«Ho sognato che dormivo sotto un pino» dice Pierre (Jean Dujardin), il protagonista di A passo d’uomo, all’inizio del film. E, mentre il voice over pronuncia queste parole da un altrove che non vediamo, scorgiamo Pierre esattamente lì, dove, una notte di chissà quanti mesi prima, aveva sognato di trovarsi.
Allora, però, nessuno pensava che il sogno di Pierre avrebbe potuto diventare realtà. Troppo gravi erano le ferite che lo costringevano in un letto di ospedale. Nessuno, tranne una persona, che non ha mai perso le speranze: Pierre stesso.
È quindi di un viaggio alla scoperta di sé stessi, dei proprio limiti e dei propri desideri che parla A passo d’uomo, lungometraggio diretto da Denis Imbert e tratto dall’opera autobiografica di Sylvain Tesson Sentieri Neri.
Uomo e natura
Non era la prima volta che qualcuno lo guardava come fosse pazzo mentre parlava del suo prossimo viaggio in solitaria, ma quella volta era diverso: Pierre stava programmando di attraversare la Francia a piedi, percorrendo 1300 km, mentre per camminare stava ancora usando delle stampelle.
Incomprensione, rabbia, fatica, gioia: quello di Pierre è anche – e forse soprattutto – un viaggio nelle emozioni; emozioni che Jean Dujardin riesce a trasmettere con intensità, portando sullo schermo un personaggio (che è anche persona) nei cui desideri e demoni lo spettatore riesce con facilità a riconoscersi. Imbert ci mette poi del suo, realizzando inquadrature sempre più strette sul suo protagonista, così da non perderne nemmeno una smorfia.
Ma quando le inquadrature si allargano, entra l’altro personaggio principale del film: il paesaggio.
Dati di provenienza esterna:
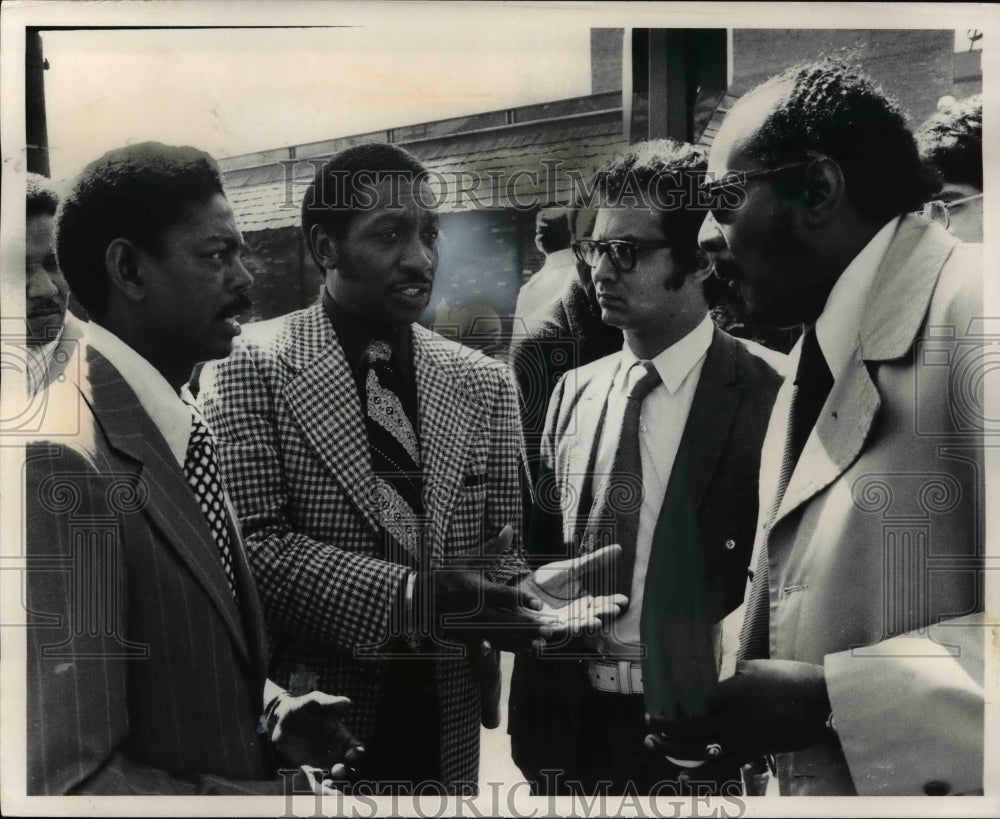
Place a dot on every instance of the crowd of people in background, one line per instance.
(296, 569)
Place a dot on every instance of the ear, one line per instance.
(324, 247)
(824, 190)
(123, 264)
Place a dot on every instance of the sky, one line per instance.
(233, 91)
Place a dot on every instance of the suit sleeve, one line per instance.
(909, 710)
(310, 589)
(506, 475)
(77, 675)
(935, 744)
(544, 540)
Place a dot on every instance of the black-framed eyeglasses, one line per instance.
(939, 211)
(623, 253)
(728, 193)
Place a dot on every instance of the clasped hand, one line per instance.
(552, 601)
(767, 707)
(309, 735)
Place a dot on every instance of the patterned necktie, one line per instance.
(614, 517)
(812, 385)
(202, 473)
(395, 454)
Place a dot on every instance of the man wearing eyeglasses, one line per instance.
(856, 667)
(656, 448)
(951, 144)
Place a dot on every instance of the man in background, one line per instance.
(552, 237)
(46, 293)
(655, 447)
(566, 335)
(951, 143)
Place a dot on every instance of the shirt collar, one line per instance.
(839, 324)
(355, 335)
(676, 362)
(170, 415)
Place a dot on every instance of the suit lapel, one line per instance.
(837, 439)
(255, 628)
(711, 416)
(171, 505)
(896, 308)
(324, 399)
(447, 416)
(580, 462)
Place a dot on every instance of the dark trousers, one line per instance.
(405, 748)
Un paesaggio capace di suscitare meraviglia, ma che non fa sconti, tra meteo incerto, sentieri impervi (i “sentieri neri” che danno il titolo al romanzo, dove il colore indica la massima difficoltà secondo la scala di classificazione dei percorsi) e gli imprevisti tipici della montagna nella sua veste più selvaggia.
A passo d’uomo, l’irrinunciabilità delle relazioni
Ma non ci sono solo Pierre e la natura: infatti, per quanto il suo sia un viaggio in solitaria, lo scrittore non aspira (o non riesce) a isolarsi totalmente dalle altre persone. Il suo cammino incrocia piccole comunità rurali e paesi dimenticati dal progresso e che necessitano di essere ripopolati. In questi luoghi dal grande fascino, ma che nascondono anche delle crepe più oscure, vediamo Pierre impegnato in incontri più o meno fortuiti, dai quali guadagna sempre qualcosa: un rifugio, qualcosa da mangiare, una risata, fino alla vera e propria salvezza… come a condividere il pensiero di un altro famoso esploratore solitario: la felicità è reale solo quando è condivisa.
A passo d’uomo, il protagonista come viandante e guida
A passo d’uomo non è semplicemente un diario di viaggio, ma anche un racconto di redenzione. Lo spettatore conosce contemporaneamente il Pierre pre e post incidente, grazie al frequente ricorso a flashback che aiutano a dare ritmo ad un film che avrebbe trovato nella sola cronaca del viaggio una trama forse troppo esile per risultare attraente.
Ad alternarsi sono poi le voci diegetiche dei personaggi e il voice over di Pierre, dedicato a osservazioni e e riflessioni più profonde e intime, nonché appunti per l’opera che costituirà il resoconto di quel viaggio. Pierre riflette su sé stesso, ma non solo: la natura che lo circonda e l’esperienza che sta vivendo a contatto con essa ispirano nello scrittore considerazioni che concernono – in senso lato – l’umanità, facendosi così universali. E sebbene talvolta, in A passo d’uomo, questi messaggi risultino criptici, contribuiscono a dare spessore a ciò che viene mostrato sullo schermo e anche a guidare la riflessione dello spettatore, altrimenti lasciato solo con la natura e il protagonista.
Il desiderio del regista francese di A passo d’uomo sembra quindi, prima di tutto, far sentire e pensare allo spettatore ciò che sta sentendo e pensando Pierre, e solo in secondo luogo e in maniera collaterale stimolare in chi lo guarda e lo ascolta suggestioni più personali.
A passo d’uomo, un’ispirazione per lo spettatore
Lo spettatore, accompagnando Pierre nella ricerca e ricostruzione di se stesso (un se stesso migliore), si trova inevitabilmente a riflettere sulla propria vita e, in questo senso, A passo d’uomo è un film la cui visione può essere percepita come quel riprendersi il proprio tempo e i propri spazi a cui ambisce il protagonista, così come ognuno di noi.